J'utilise KeyShot du processus de conception. KeyShot au nouveau plugin, il est désormais très facile de transférer un maillage entre Maya et KeyShot . Je transfère donc souvent une pièce en cours de conception pour la visualiser rapidement avec les matériaux et l'éclairage, afin de tester le design et de voir s'il y a des modifications à apporter. Les vaisseaux spatiaux sur lesquels je travaille pour Star Citizen peuvent prendre un certain temps à finaliser, donc tout au long du processus, je dois montrer ce sur quoi je travaille pour mieux vendre mon travail, et KeyShot rapides KeyShot sont vraiment très pratiques. Souvent, je me contente même de montrer mes concepts directement dans KeyShot les faire pivoter, car le rendu en temps réel se met à jour très rapidement et la personne à qui je le montre peut ainsi se faire une très bonne idée de ce à quoi cela ressemble.
Pourquoi KeyShot est-il KeyShot outil indispensable ?
KeyShot un outil essentiel dans mon processus de travail, car il est à la fois rapide et facile à utiliser. Par rapport aux autres moteurs de rendu que j’utilisais auparavant, KeyShot une bibliothèque de matériaux et d’éclairages exceptionnelle ; il me suffit de quelques curseurs et ajustements pour que mon projet prenne l’aspect que je souhaite. KeyShot me KeyShot en mode créatif lors de la création de mes rendus, et est devenu pour moi un outil de conception à part entière, bien plus qu’un simple outil de rendu final. J'apprécie vraiment le fait que les modifications apportées aux matériaux et à l'éclairage s'affichent presque en temps réel, ce qui me permet de visualiser rapidement le résultat final. Toutes les nouvelles fonctionnalités de KeyShot KeyShot font KeyShot outil encore plus performant pour le processus de conception.
Quel conseil donneriez-vous à quelqu’un qui souhaite faire le même métier que vous ?

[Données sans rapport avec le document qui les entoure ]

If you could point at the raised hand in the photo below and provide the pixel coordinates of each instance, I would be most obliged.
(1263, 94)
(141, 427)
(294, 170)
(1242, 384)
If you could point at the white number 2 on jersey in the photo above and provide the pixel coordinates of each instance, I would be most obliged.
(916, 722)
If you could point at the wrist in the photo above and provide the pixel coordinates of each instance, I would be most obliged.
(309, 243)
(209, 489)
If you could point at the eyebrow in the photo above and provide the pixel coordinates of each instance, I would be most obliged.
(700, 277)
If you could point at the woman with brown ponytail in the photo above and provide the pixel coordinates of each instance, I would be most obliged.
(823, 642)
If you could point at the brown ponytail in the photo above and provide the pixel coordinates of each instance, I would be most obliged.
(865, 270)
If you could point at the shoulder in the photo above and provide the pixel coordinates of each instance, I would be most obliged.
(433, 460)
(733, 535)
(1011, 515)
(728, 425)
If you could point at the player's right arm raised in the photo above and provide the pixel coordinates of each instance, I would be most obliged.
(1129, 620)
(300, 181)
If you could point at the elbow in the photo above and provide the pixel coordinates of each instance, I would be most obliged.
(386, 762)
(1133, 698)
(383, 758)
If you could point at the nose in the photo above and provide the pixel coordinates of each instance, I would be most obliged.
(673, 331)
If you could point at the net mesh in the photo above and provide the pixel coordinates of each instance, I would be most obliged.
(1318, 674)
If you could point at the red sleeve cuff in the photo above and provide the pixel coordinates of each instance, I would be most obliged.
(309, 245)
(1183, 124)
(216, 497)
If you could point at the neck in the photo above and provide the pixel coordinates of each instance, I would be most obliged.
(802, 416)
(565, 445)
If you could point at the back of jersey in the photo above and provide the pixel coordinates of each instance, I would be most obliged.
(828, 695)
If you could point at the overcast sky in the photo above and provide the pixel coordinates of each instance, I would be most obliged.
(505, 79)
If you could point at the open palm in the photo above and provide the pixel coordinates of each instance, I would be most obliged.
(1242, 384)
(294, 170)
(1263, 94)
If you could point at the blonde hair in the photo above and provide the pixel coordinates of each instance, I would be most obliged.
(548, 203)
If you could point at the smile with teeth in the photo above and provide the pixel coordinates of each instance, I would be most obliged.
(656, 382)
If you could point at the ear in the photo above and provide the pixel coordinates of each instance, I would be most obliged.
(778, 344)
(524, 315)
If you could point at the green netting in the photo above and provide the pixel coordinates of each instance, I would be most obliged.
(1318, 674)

Je pense que le conseil que je donnerais à quelqu’un qui souhaite faire ce que je fais, c’est de faire ce qui le rend heureux et ce qu’il estime être juste. Travaille dur et mets tout ton cœur et toute ton âme dans ce que tu fais. Et si tu n’es pas satisfait de ta situation actuelle, il n’est jamais trop tard pour changer. J’ai suivi un long chemin sinueux pour en arriver là où j’en suis aujourd’hui, mais je pense que ce sont mes expériences qui font de moi ce que je suis en tant que designer et en tant que personne, et je sais qu’il me reste encore un long chemin à parcourir et beaucoup à apprendre. Je ne changerais mon parcours professionnel un peu fou pour rien au monde, car je crois que chaque étape a sa raison d’être. J’ai l’impression que les gens qui essaient de prendre des raccourcis pour aller directement au sommet passent à côté de tant de choses qui peuvent changer une vie, et je crois fermement qu’il faut emprunter la route panoramique pour arriver à destination. Prenez le temps d’apprendre le vrai design, car c’est ce qui permettra à votre travail de se démarquer des autres. On voit souvent que certains des meilleurs concepteurs artistiques ont d’abord commencé comme ingénieurs, physiciens, designers industriels, architectes ou dans des professions similaires avant de se tourner vers le divertissement. C’est leur intuition en matière de design, forgée au fil de nombreuses années d’études et de pratique, qui fait d’eux d’excellents concepteurs artistiques.